The hard drive was run over multiple times before a concrete crusher pulverised whatever was left.
Pratchett, the fantasy author who created the Discworld series and wrote over 70 novels, died aged 66 in 2015 after a long battle with Alzheimer’s.
A lot of his work – including Truckers, Johnny and the Dead, Wyrd Sisters and Soul Music – was adapted for television.
Before destroying the hard drive, his assistant Rob Wilkins tweeted from the official Terry Pratchett account that he was “about to fulfil my obligation to Terry”.
Richard Henry, curator of Salisbury Museum, told the BBC: “The steamroller totally annihilated the stone blocks underneath but the hard drive survived better than expected so we put it in a stone crusher afterwards which I think probably finally did it in”.

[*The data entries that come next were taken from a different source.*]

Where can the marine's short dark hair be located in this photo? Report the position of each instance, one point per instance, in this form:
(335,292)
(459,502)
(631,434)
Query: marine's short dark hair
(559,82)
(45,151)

He said Pratchett did not want his unpublished works to be completed and released by someone else.
He added: “It’s something you’ve got to follow, and it’s really nice that they have followed his requests so specifically.
“It’s surprisingly difficult to find somebody to run over a hard drive with a steamroller.
“I think a few people thought we were kidding when I first started putting out feelers to see if it was possible or not.”
The pieces of the hard drive will go on display in the Terry Pratchett: His World Exhibition at the museum on 16 September.